Her district is quite abstract, covering a chunk of northern Philadelphia, twisting around Temple University through parts of Kensington and Northeast Philly. There have been efforts to make her district more compact, but problems have arisen on how to deal with the 56th ward in the northeast which is shared by three districts, including her own.

Quinones-Sanchez threatens to sue if the council refuses to make changes in her district.

No plan for redistricting has been set and it is unclear where negotiations will head. Mayor Nutter, who must sign off on the plan, has stressed that he wants to see a compromise that deals with all of the gerrymandering problems.

Azavea

On August 5th, a geospatial analysis (GIS) software development company, Azavea, announced the launch of FixPhillyDistricts.com, the first online public redistricting competition ever held in Philadelphia.

The contest, which was the result of efforts led by various media hubs in the region, such as,  NewsWorks, the Philadelphia Daily News, Philly.com, the Penn Project for Civic Engagement, and Azavea, ended on Sunday, August 28 at 11:59pm ET.

Citizens from all over the country and as far away as North Carolina created over 1,200 plans.  72 legally valid plans were submitted to online leaderboards while 31 plans were submitted for judging.
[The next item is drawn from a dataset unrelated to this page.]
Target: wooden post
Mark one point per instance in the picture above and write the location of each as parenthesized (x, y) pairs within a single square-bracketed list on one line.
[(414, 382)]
The winners also submitted narratives explaining the actions they took in their redistricting designs.

John Attanasio, the overall winner, explains, “While focusing on minimizing ward splits, I also sought to avoid splitting racial and ethnic communities.   My plan thus has one district with a majority Hispanic voting age population.  It also has four districts with a majority Black voting age population.”

Created on multiple motives, the main goals of the contest were to enable the public to learn about the redistricting process, encourage civic engagement in the redistricting effort by providing tools for the public to draw their own valid council district plans and demonstrate that a non-partisan and open public process based upon objective criteria can produce fair, legal council districts in Philadelphia.

3 Responses

  1. Corbett has to authorize the AG to step in and put the winning entry into being. Philly is a genuinely bipartisan town with districts gerrymandered to create a one-party result. This one-party rule is toxic for the city’s economic prospects, and toxic to the PA state budget.

    CORBETT HELP US!!

  2. The state needs to get involved in this. A properly drawn district map like the winning entry above means a Philly that is going to finally be self-sufficient, not begging H-burg for handouts. Philly has neighborhoods that work, and the winning map finally unites them into one political entity, since they are already neighborhoods. Instead of tying opposite neighborhoods together to fight, the sensible map will let real politics, with bipartisan results, occur in Philly.

  3. You mean we could actually have council districts that make sense and respect communities of interest?